Now brace yourselves, for this is quite a significant moment. Miley Cyrus has made her least annoying record ever. Equalling the peak of both See You Again and The Climb, the teenage star lands on the chart at Number 11 with her brand new single Party In The USA. I say "brand new" as regular readers will know I've been ranting for weeks about the rather strange release schedule which has meant that her most anticipated single yet has been available in most territories across the world. Such was the pent-up demand that this created that at one stage people were even buying a "tribute" soundalike version from iTunes which had been mislabelled as the real thing, whilst some online stores gave up waiting and listed chart ineligible "import" versions for download in the week before release. Now properly available, the single finally is allowed to chart and say what you will, it represents the next stage in Miley Cyrus' transition from cheesy TV star to proper singing superstar. [The single's other claim to fame? It was co-written by a pre-fame and at that time still "in development" Jessie J].

The other annual marketing curse of the music industry is also upon us - the Special Edition re-release just in time for Christmas. Lady Gaga's The Fame is the latest album to get the repackaging treatment, although any grumbling from fans about being ripped off for the sake of completing their collections are silenced somewhat by the revelation that the new version of her album now contains almost a whole new disc's worth of new material - The Fame Monster. One such new track now becomes her new single, Bad Romance landing on the chart at what is for the moment a rather understated Number 14. Counting the Wale single Chillin', this is now her sixth hit single of the year. All eyes are really on the best sellers of the year table, a list which she currently leads in both first and second place. Cheryl Cole aside, it seems only the X Factor has the power to prevent her from claiming the two biggest hits of the year.
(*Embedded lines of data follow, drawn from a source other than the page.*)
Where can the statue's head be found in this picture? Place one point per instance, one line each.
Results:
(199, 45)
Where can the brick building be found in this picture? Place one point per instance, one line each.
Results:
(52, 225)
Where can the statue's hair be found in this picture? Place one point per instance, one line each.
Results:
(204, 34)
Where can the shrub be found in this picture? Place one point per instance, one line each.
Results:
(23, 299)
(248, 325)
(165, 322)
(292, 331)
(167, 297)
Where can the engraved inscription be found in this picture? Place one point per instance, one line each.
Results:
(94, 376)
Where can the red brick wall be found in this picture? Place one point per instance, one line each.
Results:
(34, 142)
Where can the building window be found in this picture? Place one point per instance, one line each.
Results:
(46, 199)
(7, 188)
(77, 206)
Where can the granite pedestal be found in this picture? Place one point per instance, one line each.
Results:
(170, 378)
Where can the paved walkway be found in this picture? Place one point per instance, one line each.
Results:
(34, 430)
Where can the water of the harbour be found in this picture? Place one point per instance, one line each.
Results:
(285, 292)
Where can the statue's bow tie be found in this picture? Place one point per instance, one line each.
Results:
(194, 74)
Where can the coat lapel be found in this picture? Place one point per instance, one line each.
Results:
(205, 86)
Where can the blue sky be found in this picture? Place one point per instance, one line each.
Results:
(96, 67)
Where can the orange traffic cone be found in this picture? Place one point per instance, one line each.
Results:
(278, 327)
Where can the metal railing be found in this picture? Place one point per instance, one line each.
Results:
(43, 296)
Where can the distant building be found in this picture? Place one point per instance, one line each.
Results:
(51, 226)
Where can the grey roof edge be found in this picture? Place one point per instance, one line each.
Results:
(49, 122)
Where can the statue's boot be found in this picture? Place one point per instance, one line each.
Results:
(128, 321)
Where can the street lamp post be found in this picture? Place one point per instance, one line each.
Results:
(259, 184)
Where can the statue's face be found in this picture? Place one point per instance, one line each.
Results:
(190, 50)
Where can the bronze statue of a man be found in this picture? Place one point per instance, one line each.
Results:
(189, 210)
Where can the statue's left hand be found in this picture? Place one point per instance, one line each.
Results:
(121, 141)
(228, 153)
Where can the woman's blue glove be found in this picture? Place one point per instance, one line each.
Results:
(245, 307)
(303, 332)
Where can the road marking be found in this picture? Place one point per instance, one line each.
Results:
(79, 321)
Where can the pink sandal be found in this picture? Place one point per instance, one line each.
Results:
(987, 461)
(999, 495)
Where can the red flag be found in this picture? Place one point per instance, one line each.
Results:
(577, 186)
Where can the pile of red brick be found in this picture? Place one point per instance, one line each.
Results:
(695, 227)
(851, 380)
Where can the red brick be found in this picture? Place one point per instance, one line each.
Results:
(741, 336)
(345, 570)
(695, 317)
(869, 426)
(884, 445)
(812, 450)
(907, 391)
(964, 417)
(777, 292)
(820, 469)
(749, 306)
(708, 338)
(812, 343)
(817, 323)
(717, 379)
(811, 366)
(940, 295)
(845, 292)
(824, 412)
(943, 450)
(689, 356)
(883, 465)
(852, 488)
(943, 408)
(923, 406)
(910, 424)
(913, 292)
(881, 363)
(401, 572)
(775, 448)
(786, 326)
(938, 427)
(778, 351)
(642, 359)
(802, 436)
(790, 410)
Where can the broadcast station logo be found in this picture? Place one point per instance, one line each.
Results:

Also new to the Top 20 are Biffy Clyro who chart their second hit of the year The Captain at Number 17. It is the follow-up to That Golden Rule which hit Number 10 back in September. Five places below is Anyway, the debut single for superstar dance pairing Duck Sauce. The duo are actually Armand Van Helden and A-Trak and the single is one track from the amusingly named Greatest Hits EP which also features club hit You're Nasty.

Finally, this week, as expected the Big Band format of the X Factor show last week struggled to inspire strong sales for any of the performed songs. Instead, the lower end of the chart plays host to the annual influx of ghostly themed singles as people prepared the playlists for their Halloween parties. Leading the charge is Thriller at Number 43 with Ghostbusters at Number 57 and Monster Mash at Number 61. Rather newer, but on a similarly spooky theme is Bad Things from Jace Everett which serves as the theme tune to the TV series "True Blood" which has recently begun airing in this country. The growing popularity of the TV show, complete with its vampire connections means it rises to Number 49 this week, its highest chart placing to date [but alas, one it would never go to exceed].